Reflex: Reinforcement Learning with Reflection Symmetry Exploitation in State-Based Continuous Control
Researchers introduce Reflex, a reinforcement learning framework that exploits reflection symmetry in state-based continuous control tasks to improve sample efficiency. The method integrates with both on-policy (PPO) and off-policy (SAC) algorithms and demonstrates superior performance on standard benchmarks compared to baseline approaches.
Reflex addresses a fundamental challenge in reinforcement learning: sample inefficiency during training. While prior research leveraged group-invariant MDPs for image-based tasks using rotational symmetry, this work extends the paradigm to state-based continuous control by formalizing and exploiting reflection symmetry—both axial and bilateral. This represents a meaningful expansion of symmetry exploitation techniques beyond rotational patterns, filling a gap in the literature.
The research builds on established principles of symmetry-preserving optimal value functions and policies, translating theoretical insights into practical algorithms. By integrating symmetry regularization mechanisms directly into policy learning, Reflex achieves measurable improvements in both sample efficiency and final performance across OpenAI Gym and DeepMind Control benchmarks. The framework's compatibility with both on-policy and off-policy algorithms demonstrates broad applicability.
For the AI and robotics communities, improved sample efficiency has substantial practical implications. Training robotic systems and continuous control agents currently demands extensive data collection and computational resources. Methods that reduce these requirements accelerate deployment timelines and lower development costs. The open-source code release amplifies potential adoption across research institutions and industry applications.
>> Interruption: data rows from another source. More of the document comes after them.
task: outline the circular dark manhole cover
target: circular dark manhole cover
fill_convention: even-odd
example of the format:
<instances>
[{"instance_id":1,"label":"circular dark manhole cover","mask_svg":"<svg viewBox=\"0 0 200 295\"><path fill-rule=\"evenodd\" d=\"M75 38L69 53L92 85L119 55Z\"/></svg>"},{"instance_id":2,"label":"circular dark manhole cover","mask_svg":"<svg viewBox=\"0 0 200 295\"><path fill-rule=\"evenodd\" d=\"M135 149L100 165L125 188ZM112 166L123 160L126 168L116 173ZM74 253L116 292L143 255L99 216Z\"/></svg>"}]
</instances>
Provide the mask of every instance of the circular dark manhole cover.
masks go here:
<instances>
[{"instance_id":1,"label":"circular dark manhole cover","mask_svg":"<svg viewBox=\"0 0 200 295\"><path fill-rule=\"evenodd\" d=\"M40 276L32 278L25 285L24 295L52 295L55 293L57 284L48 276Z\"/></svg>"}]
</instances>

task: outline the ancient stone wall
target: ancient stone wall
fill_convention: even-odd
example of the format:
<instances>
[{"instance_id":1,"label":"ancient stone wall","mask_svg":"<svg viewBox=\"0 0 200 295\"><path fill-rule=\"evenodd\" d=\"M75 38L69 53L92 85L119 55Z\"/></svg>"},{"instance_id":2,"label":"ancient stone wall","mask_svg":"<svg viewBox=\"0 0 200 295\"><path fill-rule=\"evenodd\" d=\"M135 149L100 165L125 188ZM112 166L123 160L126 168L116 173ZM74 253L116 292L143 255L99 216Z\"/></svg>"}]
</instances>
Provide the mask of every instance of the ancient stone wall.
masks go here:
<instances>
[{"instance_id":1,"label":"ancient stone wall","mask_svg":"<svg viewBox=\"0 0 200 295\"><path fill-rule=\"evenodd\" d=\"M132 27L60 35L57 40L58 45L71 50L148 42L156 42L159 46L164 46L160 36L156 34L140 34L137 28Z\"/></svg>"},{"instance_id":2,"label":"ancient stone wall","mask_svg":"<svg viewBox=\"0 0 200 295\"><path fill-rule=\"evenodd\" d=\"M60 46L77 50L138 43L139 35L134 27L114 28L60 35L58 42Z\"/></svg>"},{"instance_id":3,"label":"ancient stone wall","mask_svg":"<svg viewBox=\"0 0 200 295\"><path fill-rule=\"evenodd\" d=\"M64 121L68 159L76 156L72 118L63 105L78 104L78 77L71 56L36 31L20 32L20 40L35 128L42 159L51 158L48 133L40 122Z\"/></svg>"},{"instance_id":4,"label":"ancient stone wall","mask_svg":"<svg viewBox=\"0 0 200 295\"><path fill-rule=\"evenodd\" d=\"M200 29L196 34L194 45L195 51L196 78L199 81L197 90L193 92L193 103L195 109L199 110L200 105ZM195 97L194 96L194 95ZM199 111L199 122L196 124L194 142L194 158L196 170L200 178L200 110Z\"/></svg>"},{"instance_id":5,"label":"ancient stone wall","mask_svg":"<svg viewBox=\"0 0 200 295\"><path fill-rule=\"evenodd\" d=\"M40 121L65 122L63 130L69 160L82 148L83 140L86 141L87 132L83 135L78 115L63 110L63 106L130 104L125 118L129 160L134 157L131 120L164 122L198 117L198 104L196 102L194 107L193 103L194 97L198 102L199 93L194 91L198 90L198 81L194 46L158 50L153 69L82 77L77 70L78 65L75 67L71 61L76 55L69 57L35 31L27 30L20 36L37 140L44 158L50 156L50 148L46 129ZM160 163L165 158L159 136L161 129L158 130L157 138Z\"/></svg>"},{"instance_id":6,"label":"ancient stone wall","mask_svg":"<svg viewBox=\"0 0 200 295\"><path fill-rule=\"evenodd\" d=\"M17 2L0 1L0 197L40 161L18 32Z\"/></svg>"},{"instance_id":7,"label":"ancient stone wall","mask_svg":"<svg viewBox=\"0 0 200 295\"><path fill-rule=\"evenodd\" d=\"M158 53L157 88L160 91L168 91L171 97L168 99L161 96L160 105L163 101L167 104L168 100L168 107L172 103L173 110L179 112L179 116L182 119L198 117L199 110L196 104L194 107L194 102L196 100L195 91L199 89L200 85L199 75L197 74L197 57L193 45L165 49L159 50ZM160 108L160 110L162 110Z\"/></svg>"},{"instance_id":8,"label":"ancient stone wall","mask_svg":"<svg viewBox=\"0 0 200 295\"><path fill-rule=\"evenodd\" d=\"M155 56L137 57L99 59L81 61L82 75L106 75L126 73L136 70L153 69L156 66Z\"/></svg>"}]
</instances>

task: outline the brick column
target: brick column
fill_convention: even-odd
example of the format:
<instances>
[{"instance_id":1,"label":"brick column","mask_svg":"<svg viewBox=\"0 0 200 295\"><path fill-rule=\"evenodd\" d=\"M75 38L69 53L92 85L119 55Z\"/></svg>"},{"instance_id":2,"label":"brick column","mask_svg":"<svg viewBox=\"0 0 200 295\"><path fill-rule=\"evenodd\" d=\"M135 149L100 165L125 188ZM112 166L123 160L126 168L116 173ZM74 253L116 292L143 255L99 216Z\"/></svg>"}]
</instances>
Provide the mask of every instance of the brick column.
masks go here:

Looking ahead, the next phase involves testing Reflex on increasingly complex real-world robotic tasks and exploring whether other symmetry types remain unexploited. Integration with modern model-based RL approaches and scaling to higher-dimensional state spaces could further validate the framework's utility. The work establishes a foundation for systematic symmetry exploitation in control problems, potentially inspiring similar approaches in other domains.
- →Reflex exploits reflection symmetry in state-based RL to improve sample efficiency and performance on continuous control tasks.
- →The framework integrates seamlessly with both on-policy (PPO) and off-policy (SAC) algorithms, enabling broad applicability.
- →Formalization of axial and bilateral reflection symmetries extends symmetry exploitation beyond previously studied rotational patterns.
- →Benchmark results demonstrate superior performance compared to standard baselines across OpenAI Gym and DeepMind Control suites.
- →Reduced sample requirements from symmetry exploitation lower computational costs and accelerate deployment of AI-driven control systems.